EQUALITY

Concept

In this project, living and artificial sensors detect fart-related gaseous compounds in the air of the exhibition venue.

Living sensors are the genetically modified bacteria (species TBD). Artificial sensors include several types of calibrated single- and multi-channel gas sensors. The concentration of nitrogen, hydrogen, methane, and hydrogen sulfide is measured relative to their ratios in the average composition of human fart. Detected values are represented in real time through statistical data, abstract generative animations, and generative sound which can be music or human breathing whose loudness and depth/intensity reflects the density of detected compounds.

The project is rendered in two steps: speculative phase (ongoing) defines the structural, formal and functional aspects which will be implemented in the practical/performative phase.

Fluid turbulence visualization (example).

Audio spectrogram of human fart sample (Sandyrb 2010).

Context

Equality reverse-engineers the veneer of pseudo-elitist blasé, arrogance and pretentiousness which permeate the public events of mainstream contemporary art (MCA) such as exhibition openings, auctions, press conferences, etc. Artists bear significant responsibility for facilitating and legitimizing these social spectacles of deceit and self-deception by providing the contents and, together with the audience, by complacent participation. Elitist tendencies of the art world are not surprising in view of the hypothesis that the arts, among other elements of human culture, have evolved as a suite of virtue signaling adaptations for sexual selection and social competition (Miller 2001). However, it may be reasonable to expect that the insights about complex, inconsistent and often conflicted incentives of human nature should inform our self-consciousness to upgrade the MCA’s public enterprises into more inclusive and ultimately more humane forms of cultural exchange and communication.

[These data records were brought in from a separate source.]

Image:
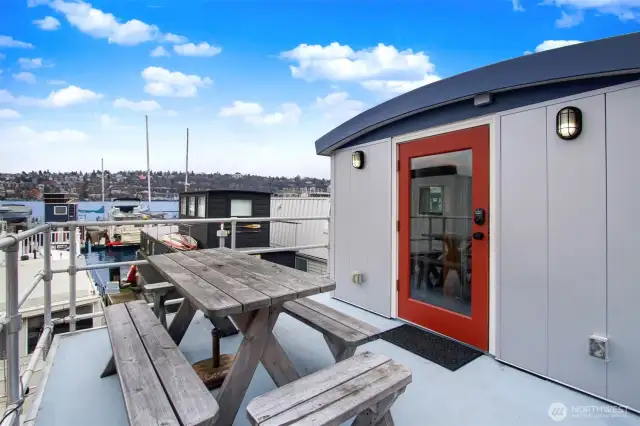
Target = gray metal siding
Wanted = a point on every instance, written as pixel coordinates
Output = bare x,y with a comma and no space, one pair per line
577,247
501,102
363,228
623,285
523,240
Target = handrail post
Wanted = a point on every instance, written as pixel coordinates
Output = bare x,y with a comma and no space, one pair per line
72,278
14,323
234,223
47,289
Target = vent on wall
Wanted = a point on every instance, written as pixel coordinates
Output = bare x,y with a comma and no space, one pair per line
598,347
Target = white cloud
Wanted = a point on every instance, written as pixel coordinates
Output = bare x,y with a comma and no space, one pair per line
162,82
174,38
30,63
254,113
71,95
138,106
8,114
29,135
397,87
625,10
159,51
570,20
34,3
200,49
25,77
107,121
338,106
240,108
375,68
553,44
99,24
8,41
48,23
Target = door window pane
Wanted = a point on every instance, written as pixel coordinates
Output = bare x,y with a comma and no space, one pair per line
441,206
201,206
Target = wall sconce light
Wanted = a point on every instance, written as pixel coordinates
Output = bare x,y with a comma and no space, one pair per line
357,159
569,123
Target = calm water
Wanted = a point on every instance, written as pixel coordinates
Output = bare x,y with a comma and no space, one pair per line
101,277
37,207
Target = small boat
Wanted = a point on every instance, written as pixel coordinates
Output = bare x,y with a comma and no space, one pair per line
179,241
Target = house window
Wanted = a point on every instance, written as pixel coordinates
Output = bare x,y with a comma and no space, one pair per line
240,208
60,210
431,200
192,206
302,264
201,206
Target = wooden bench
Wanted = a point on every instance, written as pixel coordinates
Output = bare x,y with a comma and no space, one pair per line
158,384
365,386
342,333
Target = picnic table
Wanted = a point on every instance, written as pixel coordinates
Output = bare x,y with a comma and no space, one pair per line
251,291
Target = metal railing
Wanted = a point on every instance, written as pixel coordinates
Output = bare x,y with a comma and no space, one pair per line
48,235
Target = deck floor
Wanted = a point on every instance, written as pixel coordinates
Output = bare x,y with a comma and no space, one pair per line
484,392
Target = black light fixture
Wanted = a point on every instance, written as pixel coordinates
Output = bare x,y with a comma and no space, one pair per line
357,159
569,123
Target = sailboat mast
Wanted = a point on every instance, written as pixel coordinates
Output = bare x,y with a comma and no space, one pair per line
146,119
186,169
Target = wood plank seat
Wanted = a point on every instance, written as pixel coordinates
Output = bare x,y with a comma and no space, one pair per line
364,386
342,333
158,384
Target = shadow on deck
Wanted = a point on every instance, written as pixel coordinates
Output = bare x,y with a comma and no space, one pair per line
484,392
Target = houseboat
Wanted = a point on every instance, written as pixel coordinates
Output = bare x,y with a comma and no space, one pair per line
493,207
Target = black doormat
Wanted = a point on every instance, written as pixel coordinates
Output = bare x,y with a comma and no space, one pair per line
444,352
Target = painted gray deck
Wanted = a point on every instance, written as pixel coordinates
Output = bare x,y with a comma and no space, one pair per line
483,392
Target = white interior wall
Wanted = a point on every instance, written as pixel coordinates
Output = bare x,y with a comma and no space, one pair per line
568,252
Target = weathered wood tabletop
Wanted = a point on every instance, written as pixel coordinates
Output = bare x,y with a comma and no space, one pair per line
250,291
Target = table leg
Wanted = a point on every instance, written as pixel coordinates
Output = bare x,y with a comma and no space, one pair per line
274,359
339,351
259,326
181,321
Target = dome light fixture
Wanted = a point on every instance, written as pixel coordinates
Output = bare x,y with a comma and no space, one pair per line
357,159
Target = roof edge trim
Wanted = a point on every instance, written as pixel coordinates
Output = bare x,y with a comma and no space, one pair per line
327,151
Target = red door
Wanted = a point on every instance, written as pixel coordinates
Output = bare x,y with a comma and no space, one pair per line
443,247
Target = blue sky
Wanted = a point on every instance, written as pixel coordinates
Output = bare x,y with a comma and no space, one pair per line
256,82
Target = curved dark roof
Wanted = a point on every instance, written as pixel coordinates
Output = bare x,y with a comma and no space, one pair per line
611,55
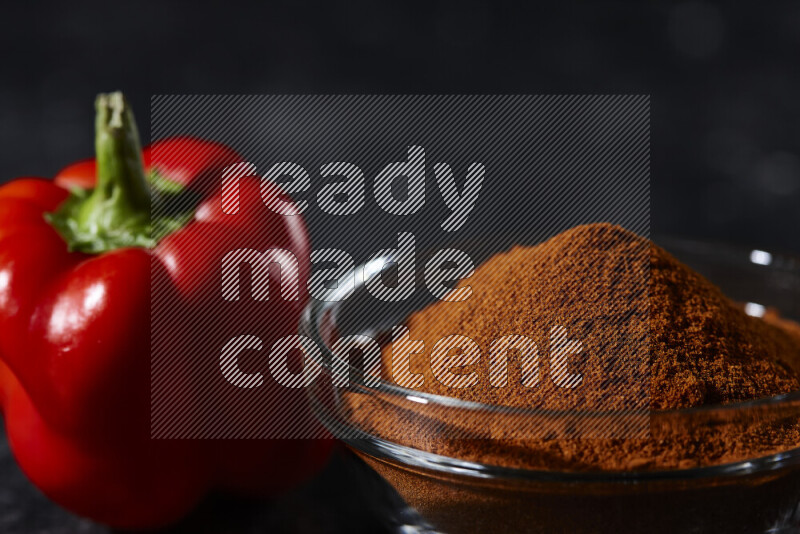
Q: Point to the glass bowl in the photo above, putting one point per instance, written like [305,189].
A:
[749,495]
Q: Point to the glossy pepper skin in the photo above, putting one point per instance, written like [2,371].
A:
[75,317]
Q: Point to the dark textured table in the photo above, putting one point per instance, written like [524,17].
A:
[346,497]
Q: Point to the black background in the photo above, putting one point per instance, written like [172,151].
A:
[724,80]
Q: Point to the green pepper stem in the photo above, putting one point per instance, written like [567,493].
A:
[121,191]
[116,213]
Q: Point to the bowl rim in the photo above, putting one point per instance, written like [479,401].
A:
[381,448]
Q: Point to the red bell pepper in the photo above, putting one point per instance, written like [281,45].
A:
[77,257]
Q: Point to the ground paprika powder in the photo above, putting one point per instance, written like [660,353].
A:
[656,335]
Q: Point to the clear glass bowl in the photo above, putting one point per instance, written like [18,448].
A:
[750,495]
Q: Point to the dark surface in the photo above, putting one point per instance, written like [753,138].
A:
[723,78]
[725,123]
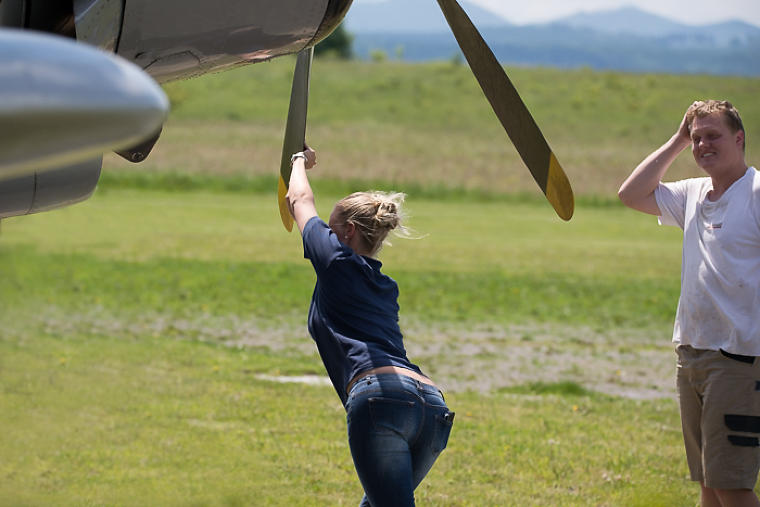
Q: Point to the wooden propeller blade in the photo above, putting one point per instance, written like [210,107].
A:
[511,111]
[295,129]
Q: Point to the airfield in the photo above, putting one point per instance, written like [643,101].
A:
[147,335]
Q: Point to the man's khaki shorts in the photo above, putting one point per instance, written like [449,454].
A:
[719,395]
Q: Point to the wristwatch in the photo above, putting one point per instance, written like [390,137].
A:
[300,154]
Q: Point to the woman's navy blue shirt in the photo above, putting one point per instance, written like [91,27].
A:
[353,316]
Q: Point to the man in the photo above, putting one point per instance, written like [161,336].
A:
[717,327]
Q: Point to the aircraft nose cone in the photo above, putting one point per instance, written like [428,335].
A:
[62,102]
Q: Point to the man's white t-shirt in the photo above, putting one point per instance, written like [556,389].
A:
[719,307]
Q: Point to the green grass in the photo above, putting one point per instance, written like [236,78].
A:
[96,420]
[136,328]
[428,125]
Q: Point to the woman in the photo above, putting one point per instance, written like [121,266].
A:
[398,422]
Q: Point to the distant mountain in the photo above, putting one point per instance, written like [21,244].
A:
[627,20]
[418,16]
[632,21]
[625,39]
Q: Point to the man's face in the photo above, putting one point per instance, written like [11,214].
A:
[714,146]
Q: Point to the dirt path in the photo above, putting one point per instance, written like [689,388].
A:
[635,364]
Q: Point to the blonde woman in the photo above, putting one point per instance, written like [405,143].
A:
[398,421]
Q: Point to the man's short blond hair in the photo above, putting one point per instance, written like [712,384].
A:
[703,108]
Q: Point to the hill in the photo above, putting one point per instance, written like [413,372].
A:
[625,39]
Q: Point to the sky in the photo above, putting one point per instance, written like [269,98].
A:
[690,12]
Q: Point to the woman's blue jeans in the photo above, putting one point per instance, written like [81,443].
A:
[397,427]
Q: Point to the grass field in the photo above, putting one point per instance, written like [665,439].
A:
[144,332]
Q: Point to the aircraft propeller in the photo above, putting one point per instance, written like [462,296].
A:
[498,89]
[295,128]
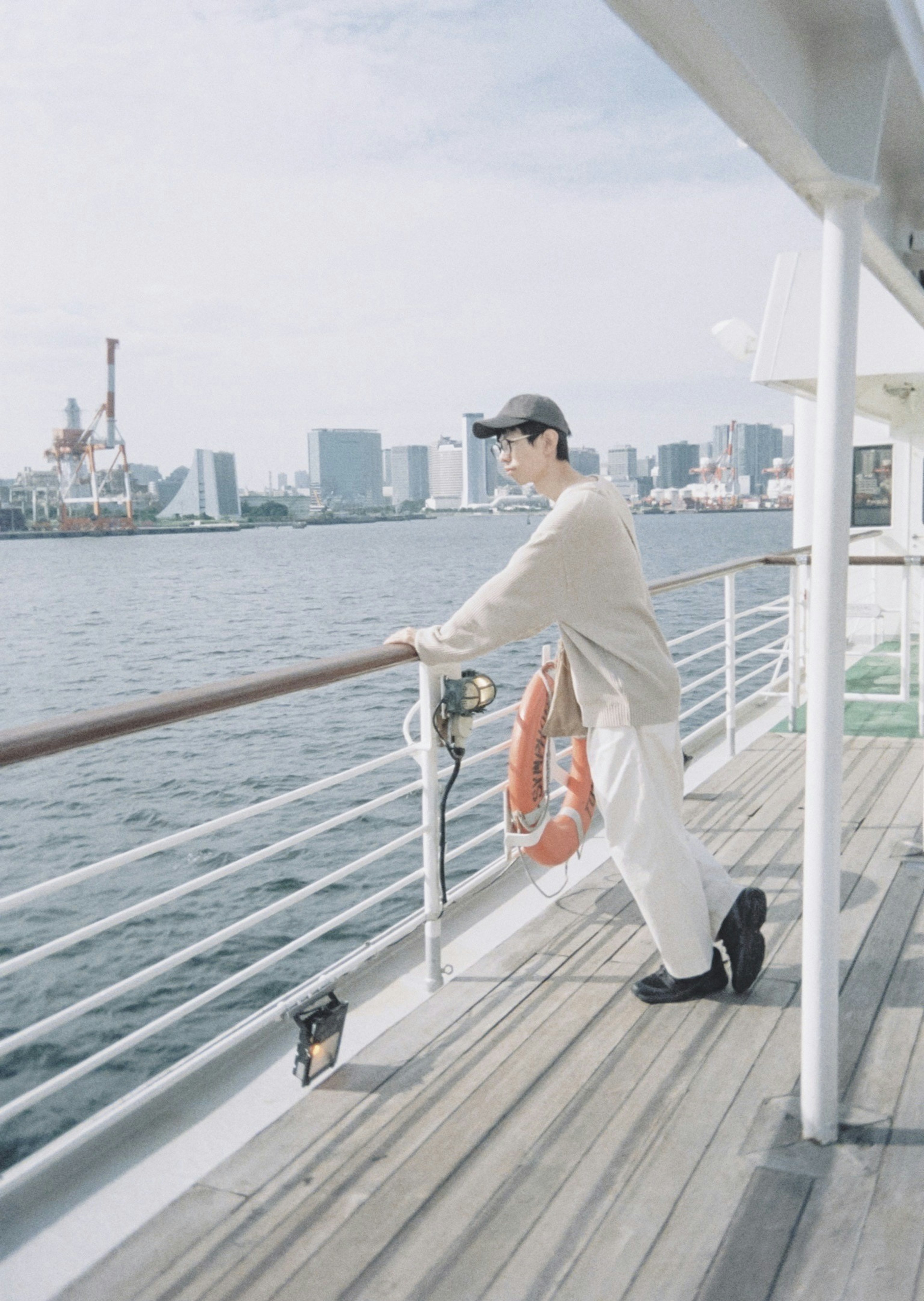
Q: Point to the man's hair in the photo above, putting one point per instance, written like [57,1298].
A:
[533,429]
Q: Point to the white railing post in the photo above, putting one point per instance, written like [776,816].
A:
[794,648]
[905,647]
[731,663]
[826,678]
[430,820]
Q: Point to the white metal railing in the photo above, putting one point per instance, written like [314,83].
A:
[733,663]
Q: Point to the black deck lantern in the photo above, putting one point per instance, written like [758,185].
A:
[321,1024]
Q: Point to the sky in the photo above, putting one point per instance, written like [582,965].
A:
[370,214]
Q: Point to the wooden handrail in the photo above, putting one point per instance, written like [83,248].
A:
[71,732]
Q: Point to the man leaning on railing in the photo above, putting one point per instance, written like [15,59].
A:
[581,569]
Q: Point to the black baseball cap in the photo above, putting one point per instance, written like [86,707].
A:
[525,406]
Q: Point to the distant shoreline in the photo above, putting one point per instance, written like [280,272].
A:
[249,526]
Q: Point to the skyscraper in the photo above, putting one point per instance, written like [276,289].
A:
[475,453]
[675,462]
[586,461]
[209,488]
[411,474]
[621,462]
[755,448]
[345,465]
[226,483]
[446,473]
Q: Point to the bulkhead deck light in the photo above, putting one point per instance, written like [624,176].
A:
[455,717]
[462,699]
[321,1024]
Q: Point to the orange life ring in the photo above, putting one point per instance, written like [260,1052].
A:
[563,834]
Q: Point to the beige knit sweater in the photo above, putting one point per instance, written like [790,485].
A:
[581,570]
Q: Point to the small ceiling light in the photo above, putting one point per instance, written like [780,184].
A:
[321,1024]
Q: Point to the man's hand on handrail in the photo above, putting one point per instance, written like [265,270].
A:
[404,637]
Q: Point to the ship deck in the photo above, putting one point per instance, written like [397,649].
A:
[534,1131]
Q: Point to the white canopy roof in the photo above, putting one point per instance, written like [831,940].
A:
[827,92]
[889,344]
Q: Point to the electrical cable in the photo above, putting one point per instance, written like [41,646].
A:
[456,755]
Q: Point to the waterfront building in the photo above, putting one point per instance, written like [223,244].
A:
[411,474]
[675,462]
[622,462]
[586,461]
[475,456]
[347,465]
[144,475]
[720,440]
[755,448]
[446,474]
[168,488]
[207,488]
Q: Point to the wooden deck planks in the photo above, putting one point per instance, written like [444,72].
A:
[535,1132]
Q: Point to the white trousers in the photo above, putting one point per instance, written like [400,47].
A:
[682,892]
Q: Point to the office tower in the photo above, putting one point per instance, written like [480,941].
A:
[207,488]
[675,462]
[721,435]
[622,462]
[226,483]
[586,461]
[446,473]
[755,447]
[475,453]
[144,475]
[411,474]
[345,466]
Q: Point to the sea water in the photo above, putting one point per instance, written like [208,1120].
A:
[94,621]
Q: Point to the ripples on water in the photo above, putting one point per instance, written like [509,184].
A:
[96,621]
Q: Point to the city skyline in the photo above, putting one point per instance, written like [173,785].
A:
[263,280]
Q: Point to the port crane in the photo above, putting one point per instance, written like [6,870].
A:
[85,478]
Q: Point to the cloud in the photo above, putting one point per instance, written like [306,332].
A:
[372,214]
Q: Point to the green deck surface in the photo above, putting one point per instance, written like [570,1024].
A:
[875,675]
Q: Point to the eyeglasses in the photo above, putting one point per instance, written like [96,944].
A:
[504,444]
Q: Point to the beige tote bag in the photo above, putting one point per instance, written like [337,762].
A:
[564,717]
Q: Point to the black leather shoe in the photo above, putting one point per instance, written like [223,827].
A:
[742,939]
[664,988]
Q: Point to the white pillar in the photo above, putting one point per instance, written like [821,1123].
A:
[430,820]
[828,613]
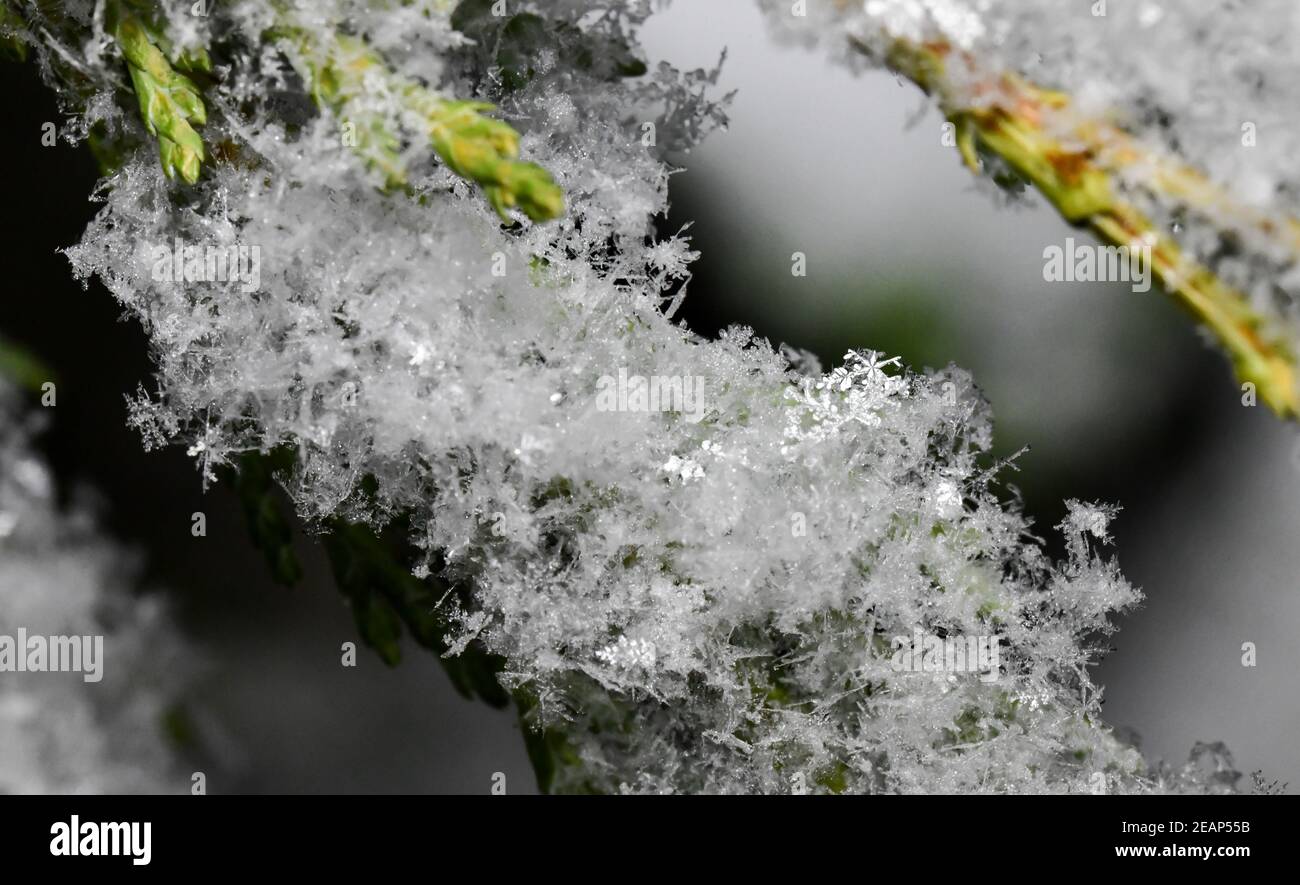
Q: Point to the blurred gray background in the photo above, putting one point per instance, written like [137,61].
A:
[1114,393]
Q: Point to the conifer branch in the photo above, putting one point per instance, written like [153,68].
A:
[1078,178]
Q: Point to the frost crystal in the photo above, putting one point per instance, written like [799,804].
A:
[59,577]
[1187,109]
[696,604]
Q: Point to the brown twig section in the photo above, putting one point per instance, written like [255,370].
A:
[1074,160]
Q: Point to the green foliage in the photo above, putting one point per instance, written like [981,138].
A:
[12,47]
[22,368]
[255,484]
[169,100]
[473,146]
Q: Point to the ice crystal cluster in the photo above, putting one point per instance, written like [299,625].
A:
[1190,87]
[710,599]
[61,577]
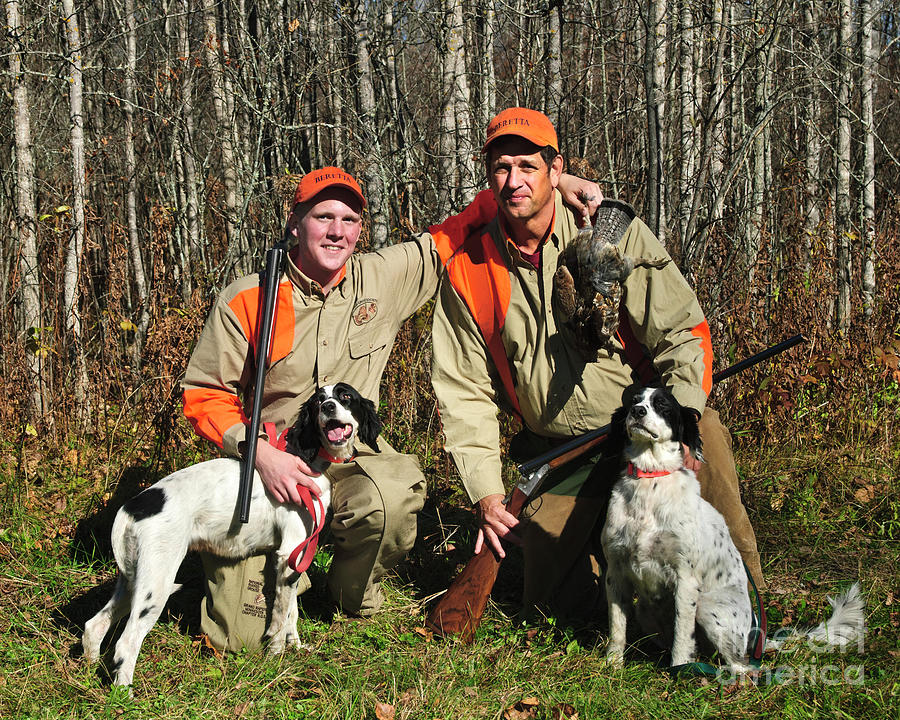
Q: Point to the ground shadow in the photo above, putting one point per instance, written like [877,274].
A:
[91,540]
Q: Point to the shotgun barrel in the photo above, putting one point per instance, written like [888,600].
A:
[265,322]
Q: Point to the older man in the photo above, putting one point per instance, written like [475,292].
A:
[338,313]
[498,341]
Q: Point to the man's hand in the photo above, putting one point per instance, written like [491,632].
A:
[281,472]
[495,523]
[690,462]
[582,195]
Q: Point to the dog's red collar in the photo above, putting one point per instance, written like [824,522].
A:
[325,455]
[637,472]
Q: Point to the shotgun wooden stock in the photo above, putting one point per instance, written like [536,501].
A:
[459,610]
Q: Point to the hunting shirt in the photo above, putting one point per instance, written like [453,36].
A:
[560,394]
[318,340]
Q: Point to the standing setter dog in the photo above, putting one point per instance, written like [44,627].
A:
[196,509]
[672,549]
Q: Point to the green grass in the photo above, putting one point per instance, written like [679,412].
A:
[816,530]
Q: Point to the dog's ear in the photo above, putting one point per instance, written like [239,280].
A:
[690,432]
[369,424]
[303,438]
[618,437]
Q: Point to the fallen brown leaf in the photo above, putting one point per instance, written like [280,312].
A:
[563,711]
[524,709]
[865,494]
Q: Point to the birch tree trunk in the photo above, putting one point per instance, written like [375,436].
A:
[868,13]
[194,253]
[461,106]
[32,327]
[372,172]
[134,244]
[842,171]
[488,90]
[813,121]
[553,87]
[655,86]
[72,274]
[225,128]
[688,106]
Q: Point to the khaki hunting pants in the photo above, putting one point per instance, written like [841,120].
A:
[563,555]
[375,503]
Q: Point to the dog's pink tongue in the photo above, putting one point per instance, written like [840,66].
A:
[339,433]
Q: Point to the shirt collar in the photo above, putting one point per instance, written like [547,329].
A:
[307,286]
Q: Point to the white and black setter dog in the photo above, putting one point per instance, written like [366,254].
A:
[196,509]
[672,549]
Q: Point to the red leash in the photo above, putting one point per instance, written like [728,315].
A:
[306,550]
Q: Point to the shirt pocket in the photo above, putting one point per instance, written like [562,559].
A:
[369,338]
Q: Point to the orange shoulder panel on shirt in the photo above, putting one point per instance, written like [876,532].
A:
[450,235]
[481,278]
[246,307]
[702,331]
[211,412]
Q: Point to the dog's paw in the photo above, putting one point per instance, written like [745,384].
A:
[614,659]
[275,646]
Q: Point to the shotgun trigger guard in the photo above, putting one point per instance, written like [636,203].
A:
[530,482]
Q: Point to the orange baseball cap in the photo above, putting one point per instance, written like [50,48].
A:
[532,125]
[316,181]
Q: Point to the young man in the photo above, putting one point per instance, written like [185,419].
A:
[496,335]
[337,315]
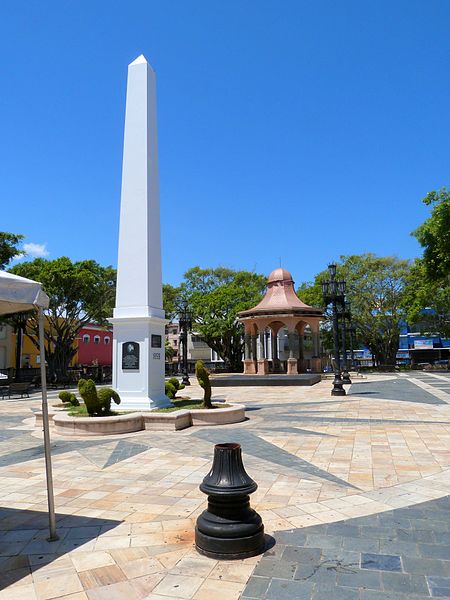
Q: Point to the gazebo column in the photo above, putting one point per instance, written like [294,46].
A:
[292,360]
[275,358]
[301,354]
[249,357]
[316,362]
[263,363]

Equality relates to my works Dog Life Days (1997) and Thalassa (1998), and connects creatively with the work of Norwegian artist Sissel Tolaas, with Cloaca project (1997-2007) by Wim Delvoye and with later works such as Selfmade (2013) by Christina Agapakis and Sissel Tolaas, and Labor (2019) by Paul Vanouse.

References

Agapakis, Christina. 2013. “Selfmade.” Christina Agapakis’ website. https://www.agapakis.com/work/selfmade.

Delvoye, Wim. 1997-2007. “Cloaca.” Wim Delvoye’s website. https://wimdelvoye.be/work/cloaca/.

Grba, Dejan. 1997. “Dog Life Days.” Dejan Grba’s website. https://dejangrba.org/art-projects/en/1997-dog-life-days/index.php.

Grba, Dejan. 1998. “Thalassa.” Dejan Grba’s website. https://dejangrba.org/art-projects/en/1998-thalassa/index.html.

Miller, Geoffrey. 2001. The Mating Mind: How Sexual Choice Shaped the Evolution of Human Nature, 258-291. New York: Anchor Books/Random House, Inc.